Governments and private companies are racing to master the art of space-based refueling, whether the goal is recharging satellites or reloading spacecraft with a full tank of fresh chemical propellant. U.S. Space Force, to cite just one example, has awarded tens of millions of dollars to private contractors promising orbital fueling stations capable of delivering hydrazine to its space-based platforms.
Now, researchers with China’s Xidian University have announced progress in their plan to develop a far cleaner and more sustainable alternative: a space-based solar power plant capable of remotely recharging drones while these uncrewed aerial platforms are still in flight. According to an announcement Monday by China’s official state news site, Xinhuanet, scientists and engineers with the university’s “Sun Chasing” project managed to deliver 143 watts of stable power from their prototype solar platform to a drone flying at roughly 19 miles per hour (30 kilometers per hour) from 98 feet (30 meters) away.

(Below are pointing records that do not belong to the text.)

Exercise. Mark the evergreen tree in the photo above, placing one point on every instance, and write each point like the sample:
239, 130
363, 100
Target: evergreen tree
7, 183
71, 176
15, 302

And the device apparently fared even better delivering wireless electricity to stationary targets, Xinhuanet reported. “In recent tests, the system achieved a wireless power transmission efficiency of 20.8% from direct current to direct current over a distance of [328 feet] 100 meters,” the news agency said. “It delivered 1,180 watts of power.”
Xidian’s Sun Chasing team foresees broad “civilian and military” applications for its project, which has been suspending its prototype orbital solar-power plant from Eiffel Tower-like metal scaffolds in the northwest Shaanxi province for years. As the university explained in 2022, the project could one day power “disaster relief” efforts in remote areas as easily as it could power “military emergency radars, stratospheric vehicles, and drone swarms,” according to a Google-translated statement.
Drone on and on
Duan Baoyan—leader of the Sun Chasing project and a professor at Xidian University’s school of mechano-electronic engineering—said that his team has now solved the technical problem of powering multiple moving targets simultaneously via a lone transmitter.
Duan added that his fellow researchers expect that one space-based solar power station, like their prototype, could eventually deliver electricity to multiple satellites and ground-based vehicles all at once, according to comments reported by China Daily.
The team’s new milestone improves upon 2022 tests in which its direct current-to-direct current transmission between the platform and moving targets, such as drones, achieved 15.05% efficiency.
Sun Chasing’s wireless energy beam, transmitted via a high-power microwave antenna, can now reportedly be collected via the team’s specialized receiving antenna systems at an efficiency of 88%. The team has also worked to make these antennas smaller and lighter—improving their economic feasibility for space deployment.
The next big step, according to Duan, is to finally conduct tests in orbit.
Solar-power space race
China is, of course, not alone in its ambitions for space-based wireless solar power platforms. Researchers at the California Institute of Technology have already launched their own successful prototype of this technology, their MAPLE phased array for wireless power transmission, onboard their Space Solar Power Demonstrator-1 back in 2023.
And, of course, famed electrical pioneer Nikola Tesla demonstrated the basic feasibility of wireless power transmission all the way back in 1899 at his Colorado Springs lab. (A century-plus head start that titans of American industry like J.P. Morgan and George Westinghouse fumbled, whether for lack of vision or lack of profit potential.)
But that history does not mean Sun Chasing’s effort to make these systems a reality has been a cakewalk.
“Scientific research, especially engineering projects like ours, requires hands-on experience, practical operation, and repeated field visits,” as Duan explained in a 2022 statement, translated via Google. The team took three years to construct its ground verification system, which included hauling over a 440-pound (200-kilogram) microwave antenna and other preliminary equipment around Shaanxi.
“Computational simulation, installation and debugging, these are nothing compared to the challenges we sometimes encounter,” Duan’s colleague Professor Zhang Yiqun added. “They don’t feel like research at all.”